# Trespassers we are stepping up our game!! Gonna Catch You!!



## roger15055 (Dec 27, 2011)

Well every year I catch people trespassing and we used to give them warnings the first time. Well now they are stealing our ladder stands. And now they cut the fence. And two separate groups of two have been taking pallets and propping them up against the fence to climb over! We have numerous pictures and I went around Friday showing the neighbors around there some of the pictures. I went right to a house and a lady answered and said after staring at the picture quite hard said “ That isn’t state property??? I said very nicely That state land isn’t fenced in with a six foot high fence! And Hmmm I never said where the property was! And I showed her where the small slice of state land is.We have placed all sorts of cameras everywhere now and we are also working with the local Police in stopping this nonsense! And we have brought security over to drive around the property. And I guess the funny part is Oops one of the guys that’s hunts there is a policeman and one of the guys that has permission to walk his dobermans there is the President of a local MC Club!! Ouch on walking up and telling a BS story to either one of them lol.And they along with myself and the owners want this to Stop. Here is a recent photo if you know these fellas tell them to stop!! Thank You for taking the time to read this! Support our Police and Fire! And Thank you to All the Veterans and all first responders!!!Good Luck this year stay safe and shoot straight!! Roger


----------



## 12970 (Apr 19, 2005)

What general Area? Might help as to knowing who is doing it. As for trespassers the law is not much if they do get caught "Recreation Trespass" is a slap on the wrist not much more. Maybe unless they get caught with your stands etc. Sad but that has been that way for years. Is there any CO's in the area that can watch for these Guys. As Local Police have other things going on.
Hope you can stop it. Never good...
Newaygo1


----------



## roger15055 (Dec 27, 2011)

Southeast Michigan- yes the DNR out of the pte Mouille office helped us catch one last year! One of the young DNR guys and I had to laugh he went up a tree to look around I was dumbfounded at how he went up so fast! Seemed like he was part squirrel!!. It steps it up when you destroy property to. Now you have another charge added. And if you get caught in there you either cut the fence or climbed over and it’s over posted with signs. Just bizarre as the land outside of the fence is the same as inside nothing more nothing less!. Newaygo1 wow that is a fine looking Buck on your Avatar I sure hope he’s on the wall...


----------



## Luv2hunteup (Mar 22, 2003)

It’s a marathon not a sprint. Good luck in your quest to rid your property of criminals.


----------



## TriggerDiscipline (Sep 25, 2017)

Most people don’t use this, but there’s a law where you can sue them in civil court for $250 plus your actual attorney fees. I did that a few times (I had pics of license plates and trail cam pics of the fools), and it’s been four years since I’ve had trespasser problems. Word gets around, but you have to prove you mean business. DNR and the donut munchers are a joke and everyone knows it. If you mean business, take matters into your own hands and hire a lawyer.


----------



## kisherfisher (Apr 6, 2008)

My thoughts also regarding vehicles and plates . They have to park or get dropped off, or walk from nearby. Just some things to check.


----------



## TriggerDiscipline (Sep 25, 2017)

kisherfisher said:


> My thoughts also regarding vehicles and plates . They have to park or get dropped off, or walk from nearby. Just some things to check.

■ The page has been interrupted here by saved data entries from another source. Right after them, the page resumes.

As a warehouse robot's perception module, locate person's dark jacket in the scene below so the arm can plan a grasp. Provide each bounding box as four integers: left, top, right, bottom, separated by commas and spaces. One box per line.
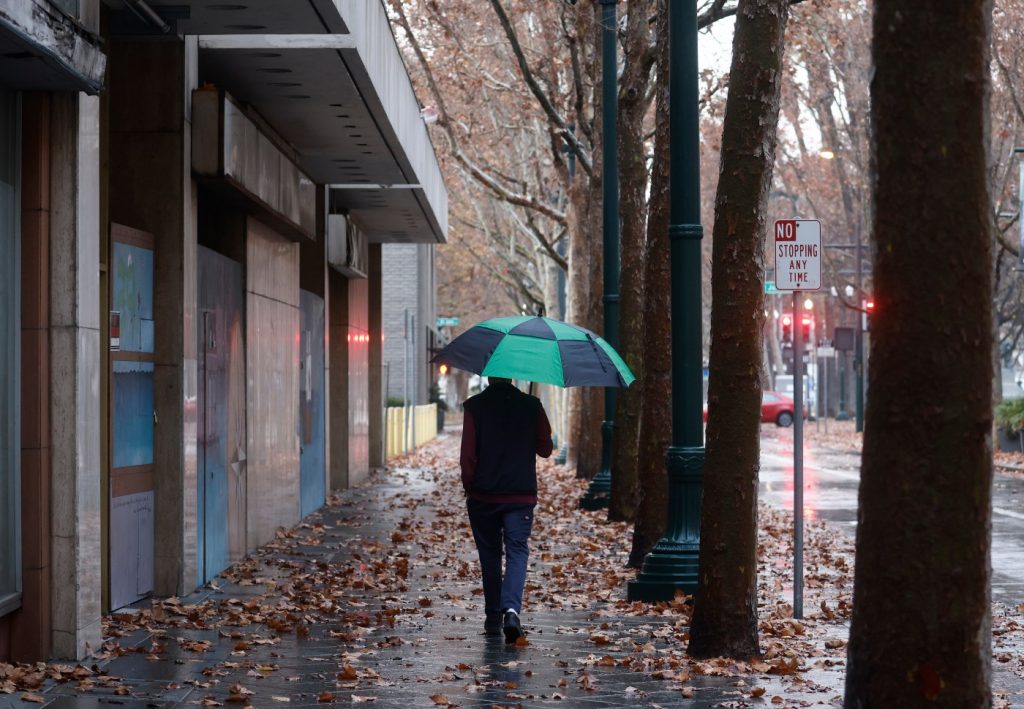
460, 382, 552, 503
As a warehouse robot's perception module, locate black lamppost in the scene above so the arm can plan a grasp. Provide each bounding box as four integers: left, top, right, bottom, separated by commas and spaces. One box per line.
629, 0, 705, 601
580, 0, 618, 509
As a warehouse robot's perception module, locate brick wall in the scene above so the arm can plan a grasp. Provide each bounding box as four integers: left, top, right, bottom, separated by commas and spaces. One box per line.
381, 244, 434, 404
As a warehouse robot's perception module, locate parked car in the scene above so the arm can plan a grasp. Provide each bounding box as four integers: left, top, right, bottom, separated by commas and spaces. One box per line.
705, 391, 807, 426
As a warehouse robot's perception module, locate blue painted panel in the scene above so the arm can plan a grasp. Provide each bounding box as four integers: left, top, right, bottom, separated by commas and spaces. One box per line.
298, 291, 326, 516
197, 247, 246, 582
111, 242, 153, 352
113, 361, 153, 468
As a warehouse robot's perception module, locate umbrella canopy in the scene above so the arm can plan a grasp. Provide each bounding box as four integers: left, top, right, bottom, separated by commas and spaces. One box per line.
431, 316, 636, 386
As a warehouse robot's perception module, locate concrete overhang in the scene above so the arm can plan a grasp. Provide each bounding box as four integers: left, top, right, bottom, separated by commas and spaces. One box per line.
0, 0, 106, 94
125, 0, 447, 244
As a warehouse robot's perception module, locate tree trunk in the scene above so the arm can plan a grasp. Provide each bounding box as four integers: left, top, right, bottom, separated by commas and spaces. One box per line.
608, 0, 654, 522
689, 0, 788, 658
570, 2, 604, 478
846, 0, 992, 708
629, 0, 672, 569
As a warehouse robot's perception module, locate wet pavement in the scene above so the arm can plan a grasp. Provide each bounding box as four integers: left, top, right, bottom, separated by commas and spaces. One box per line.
760, 436, 1024, 607
0, 428, 1024, 709
759, 432, 1024, 707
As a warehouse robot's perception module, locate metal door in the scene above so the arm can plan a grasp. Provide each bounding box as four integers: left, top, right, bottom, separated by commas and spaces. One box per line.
299, 291, 323, 516
110, 224, 155, 609
197, 246, 245, 583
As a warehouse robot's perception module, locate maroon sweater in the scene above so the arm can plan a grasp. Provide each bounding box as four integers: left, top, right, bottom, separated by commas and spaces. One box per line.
459, 393, 553, 504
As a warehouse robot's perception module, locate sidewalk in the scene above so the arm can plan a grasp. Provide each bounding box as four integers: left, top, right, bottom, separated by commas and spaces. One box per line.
0, 432, 958, 709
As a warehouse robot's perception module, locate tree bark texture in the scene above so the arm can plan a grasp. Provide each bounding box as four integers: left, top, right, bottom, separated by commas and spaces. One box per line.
608, 0, 654, 522
846, 0, 992, 709
629, 0, 672, 569
570, 2, 604, 478
689, 0, 788, 658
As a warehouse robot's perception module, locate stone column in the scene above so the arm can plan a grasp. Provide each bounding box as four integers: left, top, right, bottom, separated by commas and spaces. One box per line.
50, 93, 101, 659
368, 244, 385, 468
326, 268, 349, 490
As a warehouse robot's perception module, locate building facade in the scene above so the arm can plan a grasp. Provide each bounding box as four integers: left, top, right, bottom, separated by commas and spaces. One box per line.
0, 0, 447, 660
381, 244, 438, 406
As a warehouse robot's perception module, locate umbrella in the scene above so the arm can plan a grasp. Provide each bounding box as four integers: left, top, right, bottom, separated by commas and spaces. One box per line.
431, 316, 636, 386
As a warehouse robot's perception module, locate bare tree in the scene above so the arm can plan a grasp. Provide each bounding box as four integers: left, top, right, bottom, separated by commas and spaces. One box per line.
846, 0, 992, 707
689, 0, 788, 657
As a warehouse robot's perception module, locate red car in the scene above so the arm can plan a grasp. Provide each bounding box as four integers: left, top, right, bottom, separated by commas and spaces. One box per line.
705, 391, 807, 426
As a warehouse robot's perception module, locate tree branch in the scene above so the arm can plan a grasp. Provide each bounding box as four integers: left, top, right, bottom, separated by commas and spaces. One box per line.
490, 0, 594, 176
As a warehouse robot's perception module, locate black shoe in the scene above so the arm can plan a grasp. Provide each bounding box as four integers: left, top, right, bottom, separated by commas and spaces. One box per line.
483, 613, 502, 635
502, 611, 526, 644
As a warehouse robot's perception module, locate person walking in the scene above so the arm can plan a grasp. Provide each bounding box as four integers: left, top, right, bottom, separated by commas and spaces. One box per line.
460, 377, 553, 643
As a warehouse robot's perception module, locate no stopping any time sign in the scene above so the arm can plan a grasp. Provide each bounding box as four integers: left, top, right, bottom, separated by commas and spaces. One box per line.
775, 219, 821, 291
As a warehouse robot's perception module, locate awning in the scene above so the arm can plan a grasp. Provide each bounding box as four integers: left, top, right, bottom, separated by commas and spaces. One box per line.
128, 0, 447, 244
0, 0, 106, 94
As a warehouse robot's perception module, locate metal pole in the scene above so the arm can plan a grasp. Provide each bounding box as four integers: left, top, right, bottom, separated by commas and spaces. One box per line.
853, 217, 864, 432
580, 0, 618, 509
793, 291, 804, 618
401, 307, 409, 453
818, 358, 835, 434
629, 0, 705, 601
409, 315, 420, 448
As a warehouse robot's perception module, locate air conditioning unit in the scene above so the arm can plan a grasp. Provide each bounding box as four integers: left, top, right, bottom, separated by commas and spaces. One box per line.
327, 214, 368, 279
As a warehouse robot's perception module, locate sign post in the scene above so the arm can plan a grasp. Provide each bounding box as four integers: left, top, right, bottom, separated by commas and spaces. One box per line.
775, 219, 821, 618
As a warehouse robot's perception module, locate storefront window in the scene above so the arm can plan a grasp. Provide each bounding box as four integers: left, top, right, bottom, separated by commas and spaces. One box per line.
50, 0, 79, 17
0, 88, 22, 614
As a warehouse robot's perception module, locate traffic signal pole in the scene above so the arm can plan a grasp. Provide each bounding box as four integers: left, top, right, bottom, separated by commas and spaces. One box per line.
628, 0, 705, 601
793, 291, 804, 619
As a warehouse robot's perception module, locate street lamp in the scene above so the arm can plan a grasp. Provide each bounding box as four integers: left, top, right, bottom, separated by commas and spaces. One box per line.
1014, 148, 1024, 270
580, 0, 618, 509
628, 0, 705, 601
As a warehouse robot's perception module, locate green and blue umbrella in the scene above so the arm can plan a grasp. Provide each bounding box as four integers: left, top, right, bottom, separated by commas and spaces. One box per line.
431, 316, 636, 386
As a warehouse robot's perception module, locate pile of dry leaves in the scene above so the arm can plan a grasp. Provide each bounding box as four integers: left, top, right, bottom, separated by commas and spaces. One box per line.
0, 432, 1021, 706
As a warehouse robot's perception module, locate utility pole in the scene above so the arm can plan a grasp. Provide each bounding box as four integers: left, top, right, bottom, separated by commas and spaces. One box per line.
629, 0, 705, 601
853, 217, 864, 433
580, 0, 618, 509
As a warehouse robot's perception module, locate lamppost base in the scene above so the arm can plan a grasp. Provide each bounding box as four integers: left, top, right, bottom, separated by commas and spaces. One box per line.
555, 444, 569, 465
627, 539, 699, 602
580, 420, 614, 510
580, 470, 611, 510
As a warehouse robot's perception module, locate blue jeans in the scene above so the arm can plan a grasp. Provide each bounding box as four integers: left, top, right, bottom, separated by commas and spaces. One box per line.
466, 498, 534, 619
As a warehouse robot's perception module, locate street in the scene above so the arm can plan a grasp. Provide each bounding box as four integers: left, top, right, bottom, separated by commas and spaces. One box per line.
761, 434, 1024, 608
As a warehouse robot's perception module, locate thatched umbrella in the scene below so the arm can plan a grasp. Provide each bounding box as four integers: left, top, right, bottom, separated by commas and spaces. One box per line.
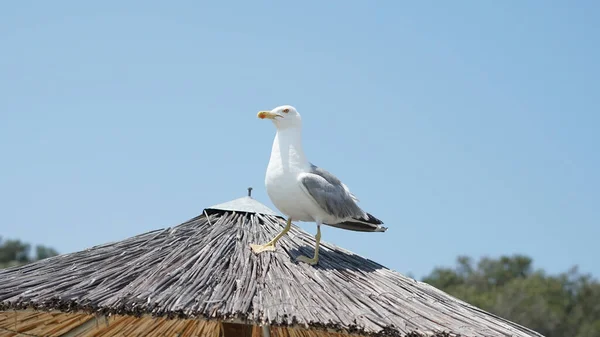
0, 192, 541, 337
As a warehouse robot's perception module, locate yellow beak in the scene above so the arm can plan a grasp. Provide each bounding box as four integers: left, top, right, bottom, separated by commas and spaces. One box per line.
256, 111, 281, 119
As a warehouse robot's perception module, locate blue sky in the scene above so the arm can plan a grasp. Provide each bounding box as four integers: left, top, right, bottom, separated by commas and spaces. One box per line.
0, 1, 600, 277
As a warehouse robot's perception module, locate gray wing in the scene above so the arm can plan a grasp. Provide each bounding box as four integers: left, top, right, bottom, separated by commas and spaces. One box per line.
300, 164, 367, 221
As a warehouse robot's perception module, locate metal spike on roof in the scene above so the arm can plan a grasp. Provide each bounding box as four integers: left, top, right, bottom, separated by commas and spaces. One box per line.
205, 187, 281, 217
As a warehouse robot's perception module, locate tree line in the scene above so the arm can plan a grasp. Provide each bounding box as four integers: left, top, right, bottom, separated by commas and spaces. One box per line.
423, 255, 600, 337
0, 238, 600, 337
0, 237, 58, 269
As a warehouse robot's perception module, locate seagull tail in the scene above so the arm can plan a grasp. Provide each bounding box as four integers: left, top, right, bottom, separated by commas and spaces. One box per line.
327, 213, 387, 232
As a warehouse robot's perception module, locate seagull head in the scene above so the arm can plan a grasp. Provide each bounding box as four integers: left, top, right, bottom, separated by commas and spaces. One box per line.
257, 105, 302, 129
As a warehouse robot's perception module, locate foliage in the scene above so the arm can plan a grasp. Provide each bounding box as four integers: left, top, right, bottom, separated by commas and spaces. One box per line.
423, 255, 600, 337
0, 237, 58, 268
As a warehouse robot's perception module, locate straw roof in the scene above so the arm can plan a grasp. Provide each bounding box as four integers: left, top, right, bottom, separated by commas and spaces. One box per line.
0, 197, 541, 337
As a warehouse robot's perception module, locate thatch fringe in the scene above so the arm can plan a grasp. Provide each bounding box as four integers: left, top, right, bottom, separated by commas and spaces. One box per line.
0, 207, 540, 337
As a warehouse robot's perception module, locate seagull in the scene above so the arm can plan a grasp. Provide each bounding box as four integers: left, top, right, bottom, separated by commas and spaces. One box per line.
250, 105, 387, 265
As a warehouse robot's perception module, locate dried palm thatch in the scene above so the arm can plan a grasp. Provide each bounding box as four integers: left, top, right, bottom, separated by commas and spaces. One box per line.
0, 197, 541, 337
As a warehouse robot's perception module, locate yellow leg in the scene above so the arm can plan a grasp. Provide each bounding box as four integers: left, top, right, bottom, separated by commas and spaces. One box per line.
250, 218, 292, 254
296, 225, 321, 266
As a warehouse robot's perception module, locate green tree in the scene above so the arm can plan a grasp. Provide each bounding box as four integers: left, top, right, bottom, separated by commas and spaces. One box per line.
423, 255, 600, 337
0, 237, 58, 268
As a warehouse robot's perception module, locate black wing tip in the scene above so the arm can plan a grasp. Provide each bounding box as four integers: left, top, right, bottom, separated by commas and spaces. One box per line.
356, 213, 383, 225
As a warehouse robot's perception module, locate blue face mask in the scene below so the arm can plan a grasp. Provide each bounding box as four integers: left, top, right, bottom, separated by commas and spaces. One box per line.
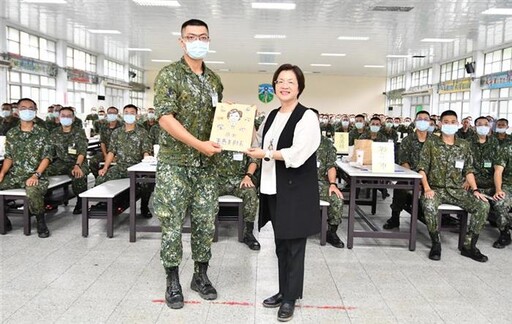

Definitely good advice. Much easier to get a name and prove your case if you have plates. Ideally everyone should have cams on all the most obvious entrance points to your property.


----------



## Milburn (Sep 9, 2020)

I own some property in Newaygo up off Mundy Ave we’ve been broke into a few times in the past two years is it common whare your at


Sent from my iPhone using Michigan Sportsman mobile app


----------



## buggs (Jan 21, 2011)

Ignoring a survey stake, spray paint, trail marking tape or "no trespassing" signs along a boundary is one thing, but when they climb fences, or worse yet cut fences then you have a significant problem that most likely will not go away. Warnings will not work when a trespasser graduates to that level of defiance. He's "testing" you, pure and simple. Farm Legend, God rest his soul, said it best often times on this forum and in his PM's - Prosecute, Prosecute, Prosecute. Anything less and these jerks will believe that you lack the resolve to fix the problem.
Fix it now, because otherwise, as you become older or remain silent these same jerks will only escalate their illicit trespassing ethics. Good luck and keep us posted.


----------



## micooner (Dec 20, 2003)

Hope you get the trespassing under control. Just curious what criminal number two has in his hand.


----------



## Wild Thing (Mar 19, 2010)

buggs said:


> Ignoring a survey stake, spray paint, trail marking tape or "no trespassing" signs along a boundary is one thing, but when they climb fences, or worse yet cut fences then you have a significant problem that most likely will not go away. Warnings will not work when a trespasser graduates to that level of defiance. He's "testing" you, pure and simple. Farm Legend, God rest his soul, said it best often times on this forum and in his PM's - Prosecute, Prosecute, Prosecute. Anything less and these jerks will believe that you lack the resolve to fix the problem.
> Fix it now, because otherwise, as you become older or remain silent these same jerks will only escalate their illicit trespassing ethics. Good luck and keep us posted.




or this...

PreviewPreview3:02Poacher gets Paint Bombed


----------



## wpmisport (Feb 9, 2010)

Have you found out why they are trespassing so much, other than taking your tree stands that is. Growing weed would make sense for them to continue what they are doing.
Good luck with this problem, I thought it was bad having dogs and cats trespassing all the time.


----------



## waxico (Jan 21, 2008)

Looks like a couple of gay guys looking for their lost Unicorn....guy#2 has a turkey feather...


micooner said:


> Hope you get the trespassing under control. Just curious what criminal number two has in his hand.


----------



## Petronius (Oct 13, 2010)

buggs said:


> .........Farm Legend, God rest his soul, said it best often times on this forum and in his PM's..........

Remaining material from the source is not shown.